# Get rid of Walter!!



## Kekai (Jan 12, 2005)

Yes I don't like Walter. Whos with me? Get rid of Walter!!


----------



## Drk Element (Nov 10, 2004)

whose walter?:biggrin:


----------



## Kekai (Jan 12, 2005)

Hes a skinny little twig that shoots with one hand...:laugh:


----------



## ShuHanGuanYu (Feb 3, 2005)

If he'll sign for dirt cheap (vet min) I'd let him come back. He is an able outside defender, and that's really about it. With only 10 players under contract (assuming Bell and JJ sign), we still need 4. Bo outlaw for a vet min would be great, but I doubt it'll happen. One might be Steven Hunter, but I see him leaving. If we could get any guys like Tyronn Lue, Chris Andersen (think he agreed to resign with NE), Mikki Moore, etc...I'd let him go. I also think Michael Stewart is worthy of a look off the bench, since he'll be cheap. Rebounds and blocks shots, and that's about it. They should bring in one project young guy, either from our summer camp or guys like Frank Williams, Smush Parker, Jay Williams or some unsigned undrafted guy. Too bad Jahidi White can't stay healthy, he would be a nice big body off the bench.


----------



## Tiz (May 9, 2005)

Kekai23 said:


> Yes I don't like Walter. Whos with me? Get rid of Walter!!
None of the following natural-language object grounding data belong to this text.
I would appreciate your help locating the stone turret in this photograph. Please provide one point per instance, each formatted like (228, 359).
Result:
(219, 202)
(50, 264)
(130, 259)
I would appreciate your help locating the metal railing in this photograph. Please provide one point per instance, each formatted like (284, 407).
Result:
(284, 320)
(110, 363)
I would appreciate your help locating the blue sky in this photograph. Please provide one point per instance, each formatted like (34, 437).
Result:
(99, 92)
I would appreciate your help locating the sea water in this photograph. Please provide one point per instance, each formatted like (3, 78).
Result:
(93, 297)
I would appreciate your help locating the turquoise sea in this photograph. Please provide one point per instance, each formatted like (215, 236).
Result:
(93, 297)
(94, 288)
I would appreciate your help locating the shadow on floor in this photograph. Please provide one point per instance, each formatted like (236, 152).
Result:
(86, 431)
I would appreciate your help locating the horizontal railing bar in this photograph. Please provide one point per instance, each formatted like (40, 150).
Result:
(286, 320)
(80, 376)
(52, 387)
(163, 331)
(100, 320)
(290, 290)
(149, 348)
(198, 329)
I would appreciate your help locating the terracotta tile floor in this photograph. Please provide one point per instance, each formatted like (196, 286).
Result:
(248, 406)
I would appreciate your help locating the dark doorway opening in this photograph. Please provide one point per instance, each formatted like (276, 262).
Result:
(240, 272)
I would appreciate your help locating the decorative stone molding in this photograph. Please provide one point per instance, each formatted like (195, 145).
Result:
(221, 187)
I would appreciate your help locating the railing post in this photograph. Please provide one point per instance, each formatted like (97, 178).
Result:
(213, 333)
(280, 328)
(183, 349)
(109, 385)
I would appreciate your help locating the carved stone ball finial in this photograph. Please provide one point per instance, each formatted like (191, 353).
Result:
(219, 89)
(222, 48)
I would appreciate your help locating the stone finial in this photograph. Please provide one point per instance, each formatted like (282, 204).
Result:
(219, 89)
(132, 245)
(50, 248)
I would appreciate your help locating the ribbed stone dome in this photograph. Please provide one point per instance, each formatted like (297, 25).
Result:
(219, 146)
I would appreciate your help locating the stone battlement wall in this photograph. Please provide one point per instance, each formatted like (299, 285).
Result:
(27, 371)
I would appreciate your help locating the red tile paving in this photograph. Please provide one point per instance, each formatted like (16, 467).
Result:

Ya! Give him the boot. :banana:


----------



## Drk Element (Nov 10, 2004)

OHHHHHHHHHHHHHHHHHHH!!!!!!!! Mcarty, that guy.:biggrin:


----------



## Kekai (Jan 12, 2005)

Drk Element said:


> OHHHHHHHHHHHHHHHHHHH!!!!!!!! Mcarty, that guy.:biggrin:


:rofl:


----------



## Jammin (Jul 3, 2005)

Why don't you like him. WHen I went to the Rockets vs. Suns game he busted out 20.


----------



## Carbo04 (Apr 15, 2005)

McCarty is good for what he is. A 5 mpg player.


----------



## DWest Superstar (Jun 30, 2005)

I never want to hear bad talk on Walter again


----------